ISA (NZ) 315 (Revised 2019) applies for audits of financial statements for periods beginning on or after 15 December 2021. To prepare for it we are producing a series of articles, and we are updating our content and our risk identification and assessment process to better suit the new standard.

The standard starts with a series of key concepts. These are useful to get the drift of the standard. Most of these are basic auditing but they provide great revision and help to break risk assessment down in a way that hopefully makes sense.

Key Concept 1 – Audit Risk

Paragraph 2 of the new standard references the requirement in ISA (NZ) 200 that audit risk be reduced to an acceptably low level by obtaining sufficient appropriate audit evidence.

Audit risk sounds simple at first glance but can quickly turn nasty once we start trying to define and understand how it actually works. This is where we must start using some acronyms and abbreviations (much as I hate them).

Audit Risk (AR) is described as a function of Risk of Material Misstatement (RoMM) and Detection Risk (DR). RoMM may exist on two levels – the financial statement level and the assertion level. RoMM consists of two components: Inherent Risk and Control Risk (para 4). The whole objective of the audit (per para 11) is to identify and assess the RoMM, so that we can use this as a basis for designing and implementing responses to the assessed RoMM.

If you are like me, its easy to go a bit like this around this point:

The key is to understand the meaning behind AR = RoMM x DR.

AR must be reduced to an “acceptably low” level. So let’s break down the rest of this.

First, what is material misstatement? ISA (NZ) 320 (2) says: “Misstatements, including omissions, are considered to be material if they, individually or in the aggregate, could reasonably be expected to influence the economic decisions of users taken on the basis of the financial statements.”

You could say in the context of the audit material things are what we care about; things that make the financial statements not just wrong but misleadingly so.

So, risk of material misstatement (RoMM) is a weak point that could lead to us missing something big and important in our work and so failing in our task.

We identify a weak point, we think about the likelihood of it being wrong or producing wrong results, and we consider the potential impact on the financial statements if the worst-case scenario were to emerge. We identify, describe and assess the RoMM.

Second, what about the Financial Statement level and Assertion level? This is easily enough understood as either that which will impact the financial statements as a whole (financial statement level) or that which is more granular, relating to classes of transactions, account balances and disclosures (assertion level).

In plain English an assertion is defined as: 

“A confident and forceful statement of fact or belief” (Oxford Dictionary).

The Collins English dictionary goes further and says:

“A positive statement, usually made without an attempt at furnishing evidence.”

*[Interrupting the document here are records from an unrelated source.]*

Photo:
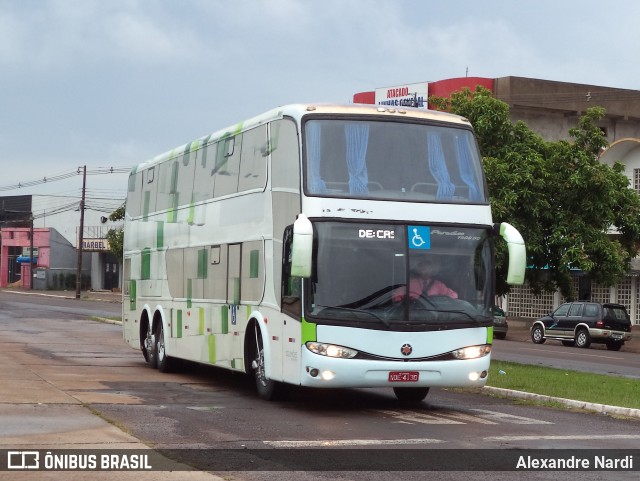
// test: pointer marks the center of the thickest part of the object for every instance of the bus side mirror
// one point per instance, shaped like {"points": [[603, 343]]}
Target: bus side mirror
{"points": [[517, 253], [302, 247]]}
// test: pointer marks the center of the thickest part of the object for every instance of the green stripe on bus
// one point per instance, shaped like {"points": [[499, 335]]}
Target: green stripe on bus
{"points": [[145, 264], [236, 290], [202, 263], [224, 320], [308, 331], [211, 340], [159, 234], [132, 295], [145, 205], [192, 210], [254, 263], [172, 215], [203, 157]]}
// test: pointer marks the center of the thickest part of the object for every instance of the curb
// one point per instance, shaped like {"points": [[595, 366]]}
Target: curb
{"points": [[595, 407]]}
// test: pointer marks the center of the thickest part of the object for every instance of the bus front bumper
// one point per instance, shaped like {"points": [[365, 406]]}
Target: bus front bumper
{"points": [[327, 372]]}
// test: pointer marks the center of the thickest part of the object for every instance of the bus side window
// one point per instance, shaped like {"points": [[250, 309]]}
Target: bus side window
{"points": [[291, 286]]}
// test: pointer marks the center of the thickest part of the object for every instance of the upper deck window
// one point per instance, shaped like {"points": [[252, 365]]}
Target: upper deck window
{"points": [[392, 161]]}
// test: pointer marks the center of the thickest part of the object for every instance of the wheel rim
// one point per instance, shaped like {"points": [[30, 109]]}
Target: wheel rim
{"points": [[537, 334], [148, 344], [259, 367], [160, 345]]}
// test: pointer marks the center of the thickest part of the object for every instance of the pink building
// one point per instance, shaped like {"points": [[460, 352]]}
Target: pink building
{"points": [[51, 268]]}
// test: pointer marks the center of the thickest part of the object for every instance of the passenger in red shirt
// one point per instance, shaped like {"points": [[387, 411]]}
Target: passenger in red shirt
{"points": [[422, 282]]}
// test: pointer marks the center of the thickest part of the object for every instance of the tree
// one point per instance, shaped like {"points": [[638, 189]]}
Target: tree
{"points": [[557, 194], [116, 236]]}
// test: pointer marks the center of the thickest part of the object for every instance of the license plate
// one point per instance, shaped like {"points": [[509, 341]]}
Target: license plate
{"points": [[404, 376]]}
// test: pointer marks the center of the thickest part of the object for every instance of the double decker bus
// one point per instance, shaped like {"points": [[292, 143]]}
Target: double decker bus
{"points": [[319, 245]]}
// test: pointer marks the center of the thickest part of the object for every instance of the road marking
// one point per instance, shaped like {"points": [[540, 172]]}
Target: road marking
{"points": [[508, 418], [456, 417], [421, 418], [583, 354], [350, 442], [560, 437]]}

Paragraph A190 lists assertions as things like Occurrence, Completeness, Accuracy, Cutoff, Classification, Presentation, Existence, Rights and Obligations, Valuation and Allocation.

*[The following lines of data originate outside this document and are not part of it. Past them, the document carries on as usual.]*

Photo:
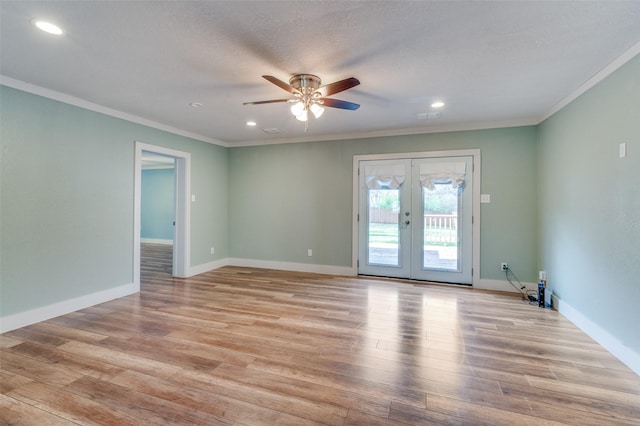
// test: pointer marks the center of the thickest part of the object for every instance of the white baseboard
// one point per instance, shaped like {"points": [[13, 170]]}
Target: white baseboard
{"points": [[296, 267], [611, 343], [22, 319], [206, 267], [156, 241]]}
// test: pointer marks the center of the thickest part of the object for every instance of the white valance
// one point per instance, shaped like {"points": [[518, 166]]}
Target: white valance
{"points": [[389, 176], [432, 173]]}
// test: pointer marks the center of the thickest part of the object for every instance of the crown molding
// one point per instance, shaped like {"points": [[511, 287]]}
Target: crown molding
{"points": [[72, 100], [595, 79]]}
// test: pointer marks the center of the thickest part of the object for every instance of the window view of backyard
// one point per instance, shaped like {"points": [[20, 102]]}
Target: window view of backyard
{"points": [[440, 225]]}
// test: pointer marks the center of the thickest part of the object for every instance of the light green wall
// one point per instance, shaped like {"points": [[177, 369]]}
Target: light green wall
{"points": [[157, 204], [66, 200], [589, 204], [288, 198]]}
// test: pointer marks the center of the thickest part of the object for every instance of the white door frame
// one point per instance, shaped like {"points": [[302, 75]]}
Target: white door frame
{"points": [[182, 229], [475, 153]]}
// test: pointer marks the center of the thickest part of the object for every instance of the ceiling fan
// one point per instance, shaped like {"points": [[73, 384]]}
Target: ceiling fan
{"points": [[309, 95]]}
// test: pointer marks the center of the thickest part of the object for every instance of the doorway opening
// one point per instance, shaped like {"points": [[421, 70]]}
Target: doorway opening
{"points": [[180, 235], [417, 216]]}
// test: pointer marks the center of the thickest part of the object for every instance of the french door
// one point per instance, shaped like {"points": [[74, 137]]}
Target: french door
{"points": [[415, 218]]}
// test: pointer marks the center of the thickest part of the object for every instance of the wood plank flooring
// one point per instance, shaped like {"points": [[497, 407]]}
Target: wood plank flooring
{"points": [[241, 346]]}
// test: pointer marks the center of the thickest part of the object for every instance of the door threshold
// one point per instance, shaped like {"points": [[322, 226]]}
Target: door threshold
{"points": [[416, 281]]}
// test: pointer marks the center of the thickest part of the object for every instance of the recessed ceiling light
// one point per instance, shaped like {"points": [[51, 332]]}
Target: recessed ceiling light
{"points": [[48, 27]]}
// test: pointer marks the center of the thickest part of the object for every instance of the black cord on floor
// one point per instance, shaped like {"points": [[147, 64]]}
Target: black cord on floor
{"points": [[528, 295]]}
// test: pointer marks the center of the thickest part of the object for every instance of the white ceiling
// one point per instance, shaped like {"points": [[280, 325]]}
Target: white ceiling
{"points": [[494, 63]]}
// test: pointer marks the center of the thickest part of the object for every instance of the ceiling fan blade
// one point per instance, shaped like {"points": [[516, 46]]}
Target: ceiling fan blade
{"points": [[281, 84], [338, 86], [336, 103], [273, 101]]}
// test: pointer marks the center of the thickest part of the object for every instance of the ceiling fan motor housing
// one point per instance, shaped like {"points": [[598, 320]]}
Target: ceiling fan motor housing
{"points": [[305, 81]]}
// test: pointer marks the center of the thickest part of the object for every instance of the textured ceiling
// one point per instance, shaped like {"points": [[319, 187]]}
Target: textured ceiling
{"points": [[494, 63]]}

Our job is to assess whether the assertion being made is important (i.e. material) enough for us to look for evidence that it is actually true.

For example, if the preparers of the financial statements are confidently and forcefully stating that say, certain inventory is owned by them, exists and is valued at a certain amount, we as auditors are required to assess whether the balance (or potential for error) is material and if it is, whether their confidence and force in making these claims are justified by looking for evidence using suitable procedures that respond to the risk.

We will consider how these responses work later.

Making Audit Risk (AR) acceptable is like us saying whether it is possible, given the RoMMs we have identified, to design suitable audit responses to be comfortable that we have found evidence to support the assertions.

If we can’t do that we should either not accept the engagement at all, disclaim the audit report if it is too late, or modify the report if we can ring-fence the uncertainty to certain categories.